Giselle Méndez aprendió a nadar en el río Aluminé y cada vez se animó a más. "Si yo espero a tener el cuerpo que la sociedad quiere, no hago nunca nada", aseguró.

Lejos de piletas profesionales, inexistentes en su pueblo natal, Giselle Méndez aprendió a nadar en el agua de deshielo del río Aluminé. Tenía cuatro años cuando descubrió ese universo que, en palabras suyas, salvó su vida. Su cuerpo no es lo que -en general- la gente espera ver en una nadadora, pero lo es.

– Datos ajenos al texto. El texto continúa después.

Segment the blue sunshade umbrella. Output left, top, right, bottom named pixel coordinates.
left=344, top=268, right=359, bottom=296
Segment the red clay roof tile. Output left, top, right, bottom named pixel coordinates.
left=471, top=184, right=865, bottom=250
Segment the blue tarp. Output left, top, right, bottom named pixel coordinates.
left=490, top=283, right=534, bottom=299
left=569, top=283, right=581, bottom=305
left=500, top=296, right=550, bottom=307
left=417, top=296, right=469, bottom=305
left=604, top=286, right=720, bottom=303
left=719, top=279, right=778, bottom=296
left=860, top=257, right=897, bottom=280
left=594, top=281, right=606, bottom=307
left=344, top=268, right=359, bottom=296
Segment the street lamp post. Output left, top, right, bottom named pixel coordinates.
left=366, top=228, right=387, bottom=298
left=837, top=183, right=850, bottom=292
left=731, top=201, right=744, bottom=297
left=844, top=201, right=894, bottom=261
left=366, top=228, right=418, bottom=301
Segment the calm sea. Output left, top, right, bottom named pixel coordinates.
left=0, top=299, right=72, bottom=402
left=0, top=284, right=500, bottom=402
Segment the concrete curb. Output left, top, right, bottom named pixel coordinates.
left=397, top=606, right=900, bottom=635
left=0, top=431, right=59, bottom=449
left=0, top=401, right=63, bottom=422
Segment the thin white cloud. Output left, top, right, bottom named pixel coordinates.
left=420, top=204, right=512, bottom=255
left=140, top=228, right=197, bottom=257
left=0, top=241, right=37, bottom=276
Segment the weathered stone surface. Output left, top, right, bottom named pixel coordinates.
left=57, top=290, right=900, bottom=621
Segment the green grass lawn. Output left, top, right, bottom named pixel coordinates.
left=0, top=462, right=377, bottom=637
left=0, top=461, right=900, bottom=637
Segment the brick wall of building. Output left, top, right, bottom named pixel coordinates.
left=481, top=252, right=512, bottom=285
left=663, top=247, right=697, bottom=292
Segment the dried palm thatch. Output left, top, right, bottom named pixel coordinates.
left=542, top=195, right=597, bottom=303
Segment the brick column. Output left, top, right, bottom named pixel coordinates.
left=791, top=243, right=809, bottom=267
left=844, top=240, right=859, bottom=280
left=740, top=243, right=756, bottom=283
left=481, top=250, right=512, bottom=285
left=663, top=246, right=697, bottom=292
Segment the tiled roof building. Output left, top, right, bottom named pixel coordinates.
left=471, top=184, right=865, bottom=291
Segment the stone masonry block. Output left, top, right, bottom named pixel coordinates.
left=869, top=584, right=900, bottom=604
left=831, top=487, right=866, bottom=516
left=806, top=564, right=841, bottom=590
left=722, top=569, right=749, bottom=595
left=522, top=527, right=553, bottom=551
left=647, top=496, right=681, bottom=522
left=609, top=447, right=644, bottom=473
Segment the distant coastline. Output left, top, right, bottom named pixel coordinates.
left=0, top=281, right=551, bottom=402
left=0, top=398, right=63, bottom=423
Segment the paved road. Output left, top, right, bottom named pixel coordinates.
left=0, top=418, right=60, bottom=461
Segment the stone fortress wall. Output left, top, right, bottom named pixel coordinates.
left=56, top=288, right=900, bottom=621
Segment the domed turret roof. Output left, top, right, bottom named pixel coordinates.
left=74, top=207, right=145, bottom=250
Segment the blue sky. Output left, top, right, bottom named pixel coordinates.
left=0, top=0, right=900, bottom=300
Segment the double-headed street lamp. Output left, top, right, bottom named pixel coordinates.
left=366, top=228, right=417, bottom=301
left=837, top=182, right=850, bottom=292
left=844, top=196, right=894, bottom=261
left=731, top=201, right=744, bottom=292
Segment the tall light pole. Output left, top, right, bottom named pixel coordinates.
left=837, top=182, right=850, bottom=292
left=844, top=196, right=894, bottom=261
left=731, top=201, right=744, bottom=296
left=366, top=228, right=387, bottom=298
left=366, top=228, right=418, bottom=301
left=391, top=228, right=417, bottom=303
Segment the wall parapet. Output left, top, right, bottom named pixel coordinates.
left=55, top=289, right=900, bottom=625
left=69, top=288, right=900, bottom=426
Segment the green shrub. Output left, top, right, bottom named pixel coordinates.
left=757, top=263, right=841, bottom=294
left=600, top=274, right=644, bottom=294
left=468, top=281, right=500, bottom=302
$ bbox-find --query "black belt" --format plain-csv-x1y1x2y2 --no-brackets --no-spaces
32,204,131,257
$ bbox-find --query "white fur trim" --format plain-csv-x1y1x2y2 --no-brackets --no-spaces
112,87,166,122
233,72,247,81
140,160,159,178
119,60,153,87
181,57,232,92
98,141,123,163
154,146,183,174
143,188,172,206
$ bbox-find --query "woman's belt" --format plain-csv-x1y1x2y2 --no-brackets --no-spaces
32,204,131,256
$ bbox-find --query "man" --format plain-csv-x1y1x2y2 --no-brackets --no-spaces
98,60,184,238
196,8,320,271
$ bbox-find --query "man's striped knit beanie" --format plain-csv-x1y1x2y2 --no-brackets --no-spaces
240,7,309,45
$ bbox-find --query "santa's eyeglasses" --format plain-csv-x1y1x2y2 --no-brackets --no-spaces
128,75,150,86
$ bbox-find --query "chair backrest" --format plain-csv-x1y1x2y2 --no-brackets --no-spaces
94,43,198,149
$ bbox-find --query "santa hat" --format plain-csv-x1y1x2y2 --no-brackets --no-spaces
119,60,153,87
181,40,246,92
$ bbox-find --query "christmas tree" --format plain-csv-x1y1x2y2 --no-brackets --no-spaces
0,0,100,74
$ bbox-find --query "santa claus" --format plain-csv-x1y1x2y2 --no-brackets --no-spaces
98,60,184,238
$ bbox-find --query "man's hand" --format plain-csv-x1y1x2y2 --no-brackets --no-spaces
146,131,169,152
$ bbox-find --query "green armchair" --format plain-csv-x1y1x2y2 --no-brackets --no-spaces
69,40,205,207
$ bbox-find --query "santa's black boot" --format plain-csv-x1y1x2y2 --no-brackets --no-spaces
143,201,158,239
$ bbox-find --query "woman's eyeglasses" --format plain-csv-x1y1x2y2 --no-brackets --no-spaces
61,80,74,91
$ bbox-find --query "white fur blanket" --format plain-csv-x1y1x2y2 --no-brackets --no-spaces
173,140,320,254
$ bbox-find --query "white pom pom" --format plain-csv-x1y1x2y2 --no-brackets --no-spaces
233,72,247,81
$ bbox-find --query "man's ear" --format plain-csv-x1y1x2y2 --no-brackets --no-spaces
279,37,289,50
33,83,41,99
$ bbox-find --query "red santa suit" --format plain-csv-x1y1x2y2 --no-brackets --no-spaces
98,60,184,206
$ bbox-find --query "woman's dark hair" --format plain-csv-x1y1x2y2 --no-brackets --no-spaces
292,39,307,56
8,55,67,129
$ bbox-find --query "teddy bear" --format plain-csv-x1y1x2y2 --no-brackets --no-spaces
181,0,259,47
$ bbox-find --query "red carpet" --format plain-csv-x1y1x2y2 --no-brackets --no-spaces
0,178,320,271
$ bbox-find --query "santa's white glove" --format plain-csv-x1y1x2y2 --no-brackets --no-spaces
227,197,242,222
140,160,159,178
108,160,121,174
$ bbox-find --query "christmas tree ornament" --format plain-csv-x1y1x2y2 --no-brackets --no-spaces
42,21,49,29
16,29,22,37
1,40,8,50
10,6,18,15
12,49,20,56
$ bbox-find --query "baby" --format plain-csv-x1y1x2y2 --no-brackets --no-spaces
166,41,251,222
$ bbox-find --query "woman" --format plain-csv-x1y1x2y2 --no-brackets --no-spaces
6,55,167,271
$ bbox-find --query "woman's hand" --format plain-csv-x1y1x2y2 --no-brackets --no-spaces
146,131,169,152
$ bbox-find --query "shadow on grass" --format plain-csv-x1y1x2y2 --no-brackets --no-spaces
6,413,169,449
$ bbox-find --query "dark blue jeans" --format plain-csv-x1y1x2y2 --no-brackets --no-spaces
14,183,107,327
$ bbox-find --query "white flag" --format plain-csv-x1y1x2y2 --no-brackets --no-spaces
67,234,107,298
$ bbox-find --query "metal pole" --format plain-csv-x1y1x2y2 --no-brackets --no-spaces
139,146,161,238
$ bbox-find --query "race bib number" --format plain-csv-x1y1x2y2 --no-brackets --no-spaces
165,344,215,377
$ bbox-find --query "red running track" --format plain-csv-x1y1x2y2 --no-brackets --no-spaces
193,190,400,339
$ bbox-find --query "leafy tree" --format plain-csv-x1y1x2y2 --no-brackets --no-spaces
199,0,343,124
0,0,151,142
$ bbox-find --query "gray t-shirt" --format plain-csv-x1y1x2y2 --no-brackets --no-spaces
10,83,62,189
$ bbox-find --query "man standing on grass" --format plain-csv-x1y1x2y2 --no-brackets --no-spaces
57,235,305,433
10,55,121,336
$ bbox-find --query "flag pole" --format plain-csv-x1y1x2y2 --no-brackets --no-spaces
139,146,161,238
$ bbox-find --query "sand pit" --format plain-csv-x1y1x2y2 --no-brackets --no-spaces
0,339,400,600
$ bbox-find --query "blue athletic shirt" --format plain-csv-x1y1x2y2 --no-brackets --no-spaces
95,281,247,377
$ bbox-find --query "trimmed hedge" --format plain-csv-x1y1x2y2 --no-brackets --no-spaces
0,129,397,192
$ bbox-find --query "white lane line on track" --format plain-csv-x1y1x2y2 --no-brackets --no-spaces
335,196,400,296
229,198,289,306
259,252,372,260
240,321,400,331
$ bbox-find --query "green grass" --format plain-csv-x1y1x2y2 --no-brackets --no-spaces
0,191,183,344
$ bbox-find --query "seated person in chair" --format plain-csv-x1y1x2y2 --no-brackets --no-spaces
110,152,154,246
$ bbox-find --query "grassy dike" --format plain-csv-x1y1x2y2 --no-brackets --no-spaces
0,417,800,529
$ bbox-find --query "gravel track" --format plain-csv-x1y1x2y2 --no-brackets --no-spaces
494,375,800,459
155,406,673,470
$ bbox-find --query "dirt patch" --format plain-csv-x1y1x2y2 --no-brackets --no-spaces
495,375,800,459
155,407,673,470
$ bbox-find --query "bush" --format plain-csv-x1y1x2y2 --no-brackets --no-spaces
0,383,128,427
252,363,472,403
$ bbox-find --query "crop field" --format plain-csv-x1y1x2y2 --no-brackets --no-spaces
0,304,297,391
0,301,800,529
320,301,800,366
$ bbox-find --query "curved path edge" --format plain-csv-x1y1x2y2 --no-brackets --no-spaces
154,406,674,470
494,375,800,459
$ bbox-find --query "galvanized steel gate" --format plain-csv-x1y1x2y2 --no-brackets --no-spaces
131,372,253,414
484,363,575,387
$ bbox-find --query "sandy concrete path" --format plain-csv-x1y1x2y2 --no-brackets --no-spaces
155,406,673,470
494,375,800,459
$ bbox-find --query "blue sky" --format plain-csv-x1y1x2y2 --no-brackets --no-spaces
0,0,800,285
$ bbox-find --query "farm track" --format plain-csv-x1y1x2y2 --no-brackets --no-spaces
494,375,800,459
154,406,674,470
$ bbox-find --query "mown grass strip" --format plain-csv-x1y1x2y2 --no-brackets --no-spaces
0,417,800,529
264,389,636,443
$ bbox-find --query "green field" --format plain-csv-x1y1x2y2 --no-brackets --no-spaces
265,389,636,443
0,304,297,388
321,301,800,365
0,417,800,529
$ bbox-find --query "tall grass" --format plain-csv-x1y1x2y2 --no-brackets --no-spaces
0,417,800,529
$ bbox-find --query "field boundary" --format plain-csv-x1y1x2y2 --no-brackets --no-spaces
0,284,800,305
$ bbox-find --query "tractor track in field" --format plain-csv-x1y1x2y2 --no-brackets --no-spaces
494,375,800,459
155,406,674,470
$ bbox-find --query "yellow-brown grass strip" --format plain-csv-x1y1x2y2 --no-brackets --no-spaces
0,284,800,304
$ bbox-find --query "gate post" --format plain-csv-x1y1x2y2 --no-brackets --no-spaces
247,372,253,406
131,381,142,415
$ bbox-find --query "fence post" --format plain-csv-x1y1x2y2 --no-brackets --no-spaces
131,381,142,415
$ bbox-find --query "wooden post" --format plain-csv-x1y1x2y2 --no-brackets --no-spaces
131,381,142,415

Su decisión y fortaleza la empujaron a mostrar (y demostrar) que podía: tanto que en agosto se va a competir al Mundial de Nado en Aguas Frías (Winter Swimming World Cup) en el Lago Perito Moreno, El Calafate.

Desde su adolescencia tiene Trastornos de Conducta Alimentaria (TCA) y, a sus casi 30 años, pasó por muchos médicos para intentar descubrir porqué no podía bajar de peso, a pesar de llevar una buena alimentación y hacer ejercicio. Sus últimos años de secundaria los hizo en Zapala y, cuando terminó, se fue a estudiar abogacía a la Universidad Nacional del Comahue (UNCo), en General Roca, donde vive.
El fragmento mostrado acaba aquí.